SNMPサービスが有効になっているかどうかは、以下の手順で確認できる。
- [コントロール パネル]−[管理ツール]−[サービス]アイコンをクリックし、[サービス]の管理画面を開く。
- サービス一覧が表示されているペインの「名前」列で「SNMP Service」を探す。「SNMP Service」が一覧にあれば、インストールされている。
■SNMPサービスがインストールされている場合にのみWindows Update/Microsoft Updateで提供
SNMPサービスは、デフォルトではWindows OSにインストールされていない。Widows Update/Microsoft Update/自動更新では、SNMPサービスがインストールされている場合にのみ、MS06-074の修正プログラムの表示を行う。

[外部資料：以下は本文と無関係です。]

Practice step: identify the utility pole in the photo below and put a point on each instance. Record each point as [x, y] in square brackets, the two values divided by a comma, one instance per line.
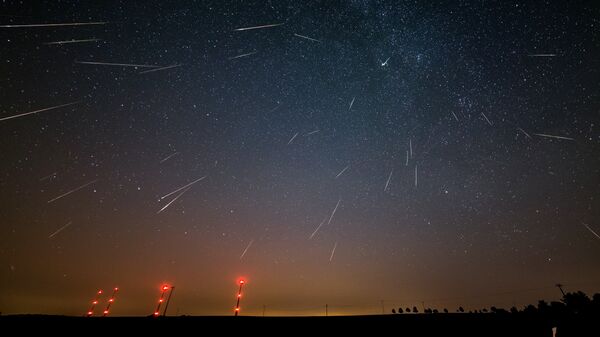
[161, 299]
[110, 302]
[168, 300]
[237, 306]
[560, 287]
[94, 302]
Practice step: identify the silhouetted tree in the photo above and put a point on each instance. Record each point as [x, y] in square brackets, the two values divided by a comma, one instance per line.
[530, 309]
[543, 307]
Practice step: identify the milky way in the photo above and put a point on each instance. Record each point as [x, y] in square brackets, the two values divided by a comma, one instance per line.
[443, 153]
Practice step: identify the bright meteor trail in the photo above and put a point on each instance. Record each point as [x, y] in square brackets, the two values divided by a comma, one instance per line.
[37, 111]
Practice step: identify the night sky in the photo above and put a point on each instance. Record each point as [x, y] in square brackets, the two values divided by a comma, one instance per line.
[353, 152]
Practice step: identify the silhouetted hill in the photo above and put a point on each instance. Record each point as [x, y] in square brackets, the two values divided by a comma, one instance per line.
[575, 315]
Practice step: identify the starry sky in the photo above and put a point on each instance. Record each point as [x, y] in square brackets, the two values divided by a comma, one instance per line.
[353, 152]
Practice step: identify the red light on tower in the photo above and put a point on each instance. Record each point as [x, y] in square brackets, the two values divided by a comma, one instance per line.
[94, 302]
[237, 305]
[163, 289]
[110, 301]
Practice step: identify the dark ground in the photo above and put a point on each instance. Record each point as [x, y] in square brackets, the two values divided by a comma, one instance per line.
[396, 325]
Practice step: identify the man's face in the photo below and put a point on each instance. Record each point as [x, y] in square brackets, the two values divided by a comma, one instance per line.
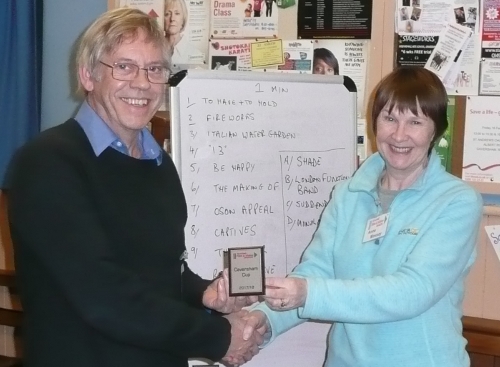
[126, 106]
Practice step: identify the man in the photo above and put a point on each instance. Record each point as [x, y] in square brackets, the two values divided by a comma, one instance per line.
[97, 217]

ダウンロード・センターから修正プログラムをダウンロードし、SNMPサービスが未インストールのコンピュータに対して手動による適用を行うと、修正プログラムはエラー・メッセージを表示し、適用を中止する。
■SNMPサービスをアンインストールする方法
SNMPサービスをアンインストールするには、まず[コントロール パネル]の[アプリケーション/プログラムの追加と削除]アプレットを開き、左端にある[Windows
コンポーネントの追加と削除]を選ぶ。すると[Windows コンポーネント ウィザード]というウィザードが表示されるので、[管理とモニタ ツール]−[簡易ネットワーク管理プロトコル
(SNMP)]チェックボックスをオフにして、ウィザードを進める。これでSNMPサービスがアンインストールできる。
■SNMPサービスを再インストールした場合、改めて修正プログラムの適用が必要な場合がある
DA Labでテストしたところ、MS06-074の修正プログラムを適用した後、いったんSNMPサービスをアンインストールしてから再度インストールすると、snmp.exeが脆弱性の残る古いバージョンに戻る可能性があることを確認した。SNMPサービスを再インストールした場合は、snmp.exeのファイル・バージョンを再確認したほうがよい。

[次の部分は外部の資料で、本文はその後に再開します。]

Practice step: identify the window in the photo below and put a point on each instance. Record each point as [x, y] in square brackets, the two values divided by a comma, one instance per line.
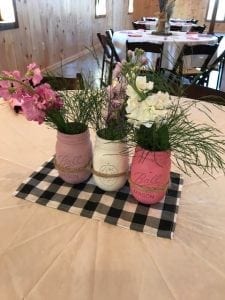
[130, 6]
[8, 15]
[100, 8]
[220, 15]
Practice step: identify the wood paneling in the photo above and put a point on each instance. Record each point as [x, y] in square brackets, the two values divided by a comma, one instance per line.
[197, 10]
[54, 31]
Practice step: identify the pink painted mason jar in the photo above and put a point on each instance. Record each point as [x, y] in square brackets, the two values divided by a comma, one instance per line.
[150, 175]
[73, 156]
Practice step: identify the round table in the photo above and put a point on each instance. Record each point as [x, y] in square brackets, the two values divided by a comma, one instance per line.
[172, 44]
[151, 25]
[50, 254]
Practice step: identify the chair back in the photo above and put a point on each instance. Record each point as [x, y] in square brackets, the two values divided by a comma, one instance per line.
[217, 64]
[204, 93]
[150, 19]
[149, 48]
[196, 50]
[175, 28]
[109, 33]
[109, 59]
[138, 26]
[199, 29]
[64, 83]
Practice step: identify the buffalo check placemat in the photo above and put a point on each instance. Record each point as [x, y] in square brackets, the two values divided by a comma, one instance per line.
[118, 208]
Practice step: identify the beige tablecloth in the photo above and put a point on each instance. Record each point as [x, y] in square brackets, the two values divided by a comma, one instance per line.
[46, 254]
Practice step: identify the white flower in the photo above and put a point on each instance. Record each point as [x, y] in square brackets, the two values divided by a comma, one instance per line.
[131, 93]
[159, 100]
[132, 104]
[141, 82]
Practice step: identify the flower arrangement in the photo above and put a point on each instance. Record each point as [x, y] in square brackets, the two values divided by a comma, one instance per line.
[160, 122]
[69, 112]
[113, 123]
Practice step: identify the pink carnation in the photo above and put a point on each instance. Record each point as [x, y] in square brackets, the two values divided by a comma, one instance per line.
[34, 73]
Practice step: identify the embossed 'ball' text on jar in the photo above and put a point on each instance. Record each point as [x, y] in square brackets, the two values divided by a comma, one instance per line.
[110, 164]
[73, 156]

■Windows XP SP1/SP1aに対する修正プログラムは提供されない
Windows XP SP1/SP1aは、2006年10月11日にサポート・ライフサイクルが終了したため、Windows XP SP1/SP1a向けのMS06-074の修正プログラムは提供されない。Windows
XP SP2を適用してから、MS06-074の修正プログラムを適用する必要がある。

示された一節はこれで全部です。